Ceplerindeki milyon dolarlarla dolaşan özel sermaye fonları adeta avcı gibi davranıyorlar. Pazar lideri olabilecek firmaları gözetleyerek aracı şirketler yoluyla ortak olmaya çalışıyorlar. Türkiye 80 milyon nüfusu ve 750 milyar dolarlık ekonomik büyüklüğüyle yabancı yatırımcıların iştahını kabartıyor. Son yıllardaki güvensizlik ortamı caydırıcı bir unsur olarak gözükse de, Türkiye’nin gelecek 10-15 yılına bakan ve güvenen birçok şirket ve özel sermaye fonu cirolarını yükseltmek için hevesleniyorlar ve pazar lideri olma potansiyeli yüksek şirketlere odaklanıyorlar. Fonların en çok ilgi duyduğu sektör parekende sektörü. Bu sektörleri enerji, bilişim, imalat, finansal sektörler ve markalı konut projeleri takip ediyor. Dünyada zenginlerin elinde o kadar çok fazla para var ki, milyar dolarlar artık küçük rakamlar olarak kalıyor. Elbette temel amaçları paralarına para katmak. Özel sermaye fonları, örneğin 50-60 milyon dolarla ortak olduğu şirketten 4-5 yıl sonra 80-90 milyon dolarla çıkmak istiyor. O nedenle nakit desteğiyle hızlı büyüyecek sektörleri ön planda tutuyorlar. Stratejilerini pazar lideri olmaya kuruyorlar. Fonların ortak oldukları ya da satın aldıkları şirketlerde yönetime geçmesiyle birlikle önemli değişikliklerde başlıyor. Büyümeyi güçlendirmek, giderleri azaltmak ve şirket yönetiminin yetkinliklerini arttırmak aktivilerini ön plana çıkarıyorlar. Şirketler, profesyonel bir fonun kendine ortak olması ile piyasadaki kredibilitesini arttırabilir ve şirketin bankalardan veya tahvil piyasasından sağlayacağı fonların maliyetini düşürebilir. Özel Sermaye Fonu’nun bankalar nezdinde şirketin güvenini yükseltici etkisi olabilir. Fonlar, bekledikleri getirilere ulaşmak için genellikle aşağıda belirtilen ölçütlere uyan şirketlere yatırım yaparlar:

-Yeni düşüncelere ve değişime açık, ileri görüşlü yönetim.
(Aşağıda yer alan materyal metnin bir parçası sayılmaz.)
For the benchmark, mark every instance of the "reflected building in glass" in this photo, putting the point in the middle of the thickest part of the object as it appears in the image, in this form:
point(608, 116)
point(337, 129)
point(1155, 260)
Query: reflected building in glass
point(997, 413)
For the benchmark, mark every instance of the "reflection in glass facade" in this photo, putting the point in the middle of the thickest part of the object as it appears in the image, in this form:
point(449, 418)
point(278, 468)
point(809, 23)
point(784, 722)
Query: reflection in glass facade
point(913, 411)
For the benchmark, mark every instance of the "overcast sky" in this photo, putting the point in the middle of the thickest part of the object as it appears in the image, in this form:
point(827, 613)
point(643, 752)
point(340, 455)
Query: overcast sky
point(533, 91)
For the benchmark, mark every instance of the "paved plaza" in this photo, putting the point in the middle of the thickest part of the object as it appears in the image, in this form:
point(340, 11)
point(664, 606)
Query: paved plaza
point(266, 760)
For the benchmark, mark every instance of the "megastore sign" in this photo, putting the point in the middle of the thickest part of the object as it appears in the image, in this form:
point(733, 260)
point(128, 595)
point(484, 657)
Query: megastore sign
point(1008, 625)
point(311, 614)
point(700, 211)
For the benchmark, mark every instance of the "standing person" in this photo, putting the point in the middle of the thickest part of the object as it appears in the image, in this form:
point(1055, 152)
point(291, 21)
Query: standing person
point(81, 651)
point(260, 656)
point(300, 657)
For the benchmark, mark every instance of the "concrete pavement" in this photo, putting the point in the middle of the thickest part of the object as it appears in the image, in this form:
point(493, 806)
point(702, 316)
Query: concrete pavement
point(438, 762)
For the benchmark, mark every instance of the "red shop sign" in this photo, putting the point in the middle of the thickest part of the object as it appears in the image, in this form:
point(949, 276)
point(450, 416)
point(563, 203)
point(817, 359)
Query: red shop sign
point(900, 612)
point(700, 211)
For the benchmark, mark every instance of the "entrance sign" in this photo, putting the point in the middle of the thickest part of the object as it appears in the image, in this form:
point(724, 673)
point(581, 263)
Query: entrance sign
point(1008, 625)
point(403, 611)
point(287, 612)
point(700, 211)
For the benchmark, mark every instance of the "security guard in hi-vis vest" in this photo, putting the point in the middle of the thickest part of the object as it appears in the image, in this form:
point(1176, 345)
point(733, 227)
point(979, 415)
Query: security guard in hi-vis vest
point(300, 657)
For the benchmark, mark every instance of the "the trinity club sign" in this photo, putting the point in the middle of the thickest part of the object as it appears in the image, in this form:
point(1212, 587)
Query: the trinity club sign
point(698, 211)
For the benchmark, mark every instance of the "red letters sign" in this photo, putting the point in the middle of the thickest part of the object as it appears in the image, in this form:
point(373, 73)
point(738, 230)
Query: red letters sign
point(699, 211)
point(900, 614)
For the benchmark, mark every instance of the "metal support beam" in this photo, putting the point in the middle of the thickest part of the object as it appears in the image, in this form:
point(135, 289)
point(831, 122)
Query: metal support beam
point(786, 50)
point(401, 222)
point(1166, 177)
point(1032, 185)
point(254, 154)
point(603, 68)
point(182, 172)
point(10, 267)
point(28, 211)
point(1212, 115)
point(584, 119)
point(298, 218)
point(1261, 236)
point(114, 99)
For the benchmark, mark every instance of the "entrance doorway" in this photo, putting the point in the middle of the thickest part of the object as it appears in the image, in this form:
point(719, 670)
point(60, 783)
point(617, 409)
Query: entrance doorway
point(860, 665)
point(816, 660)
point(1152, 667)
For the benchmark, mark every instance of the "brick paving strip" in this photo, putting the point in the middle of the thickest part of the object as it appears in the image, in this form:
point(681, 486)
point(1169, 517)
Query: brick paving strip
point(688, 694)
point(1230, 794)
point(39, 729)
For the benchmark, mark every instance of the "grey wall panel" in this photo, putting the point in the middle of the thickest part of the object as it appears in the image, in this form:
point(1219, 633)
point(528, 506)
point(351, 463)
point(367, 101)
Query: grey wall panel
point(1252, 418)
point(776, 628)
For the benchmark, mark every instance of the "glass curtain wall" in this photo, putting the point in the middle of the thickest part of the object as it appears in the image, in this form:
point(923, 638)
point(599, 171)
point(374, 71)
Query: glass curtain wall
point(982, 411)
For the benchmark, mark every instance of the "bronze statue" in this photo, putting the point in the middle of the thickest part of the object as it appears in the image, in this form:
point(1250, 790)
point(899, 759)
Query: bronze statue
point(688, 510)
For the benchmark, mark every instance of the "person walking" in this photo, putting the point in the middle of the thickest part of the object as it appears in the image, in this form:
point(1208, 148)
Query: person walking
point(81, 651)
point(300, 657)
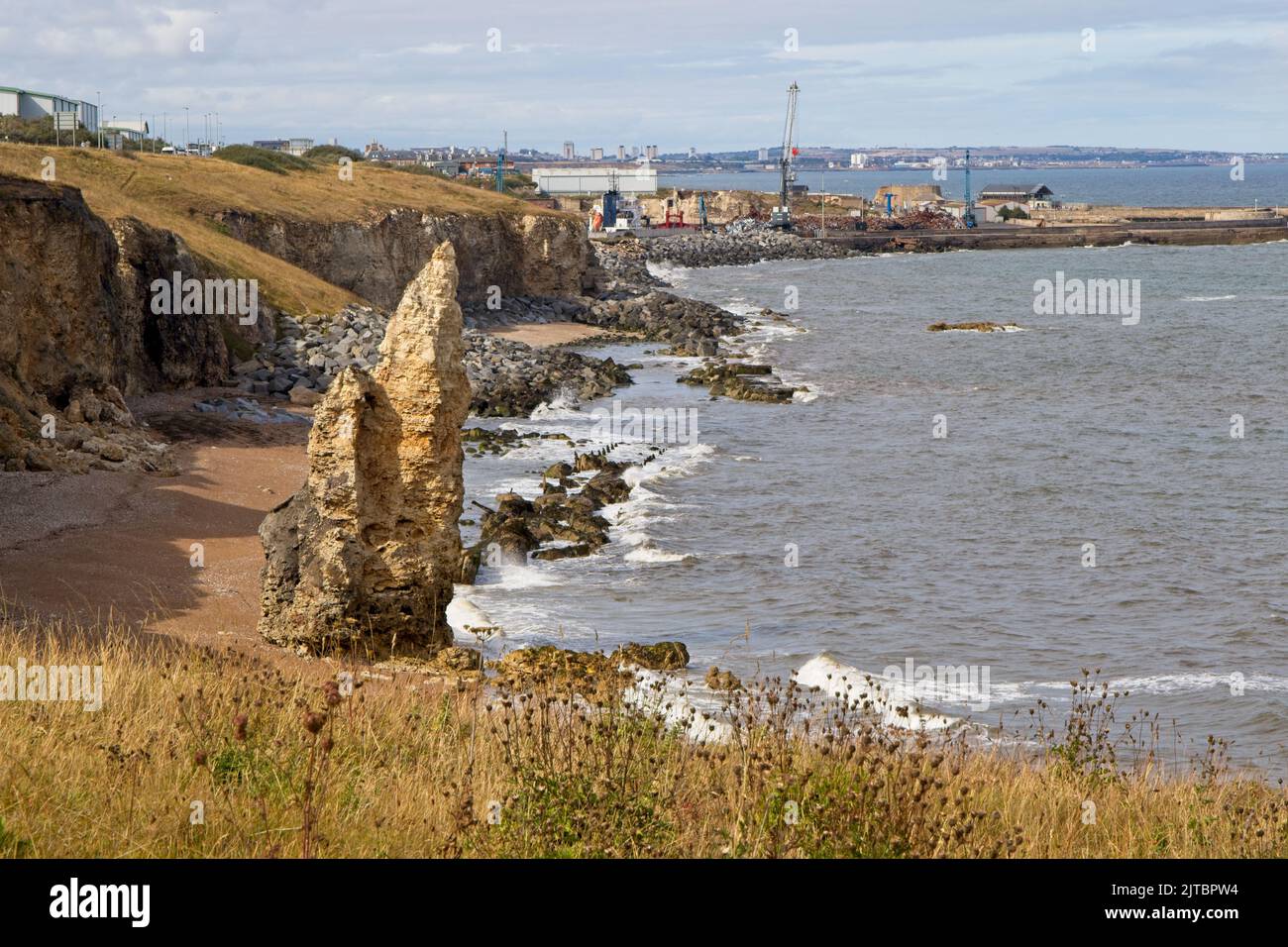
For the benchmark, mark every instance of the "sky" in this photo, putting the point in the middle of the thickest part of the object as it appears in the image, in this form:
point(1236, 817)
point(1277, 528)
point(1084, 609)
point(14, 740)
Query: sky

-İçinde bulunulan sektörde belirgin rekabetçi üstünlük.
-Pazarda özel bir yere sahip olan ve tüketici eğilimlerinden faydalanan.
-Şirketin gelişim aşamasına bağlı olarak yakın ve orta vadede yüksek ciro ve kazanç artışı potansiyelinin olması.
-Hızlı büyüme, cazip fırsatlar, rekabet azlığı gibi cazip sektör dinamikleri.
-Ortaklıktan sağlanacak fonun uygun kullanımı ve cazip bir gelecek hikayesi.
-Yatırımcının yatırımının belli bir süre sonra geri dönüşü için uygun planların ve stratejilerin olması.

Fon tarafından yatırım yapılacak şirkete karar verildikten sonra yatırımın ve çıkış opsiyonunun şekillendirilmesi gerekmektedir. Fonun alacağı hisse oranı, yönetime verilecek teşvikler, fonun şirket yönetiminde sahip olacağı kontrol hakkı anlaşmalarla belirlenir. Özel Sermaye Fonları genelde imtiyazlı hisse senedi sahibi olmak ister. Gelişmiş piyasalarda çok önemli bir yeri olan ve şirketlerin geleneksel finansman yöntemlerine alternatifler sunan Özel Sermaye Fonları, Türkiye’de yeni yeni gelişmeye başlamıştır.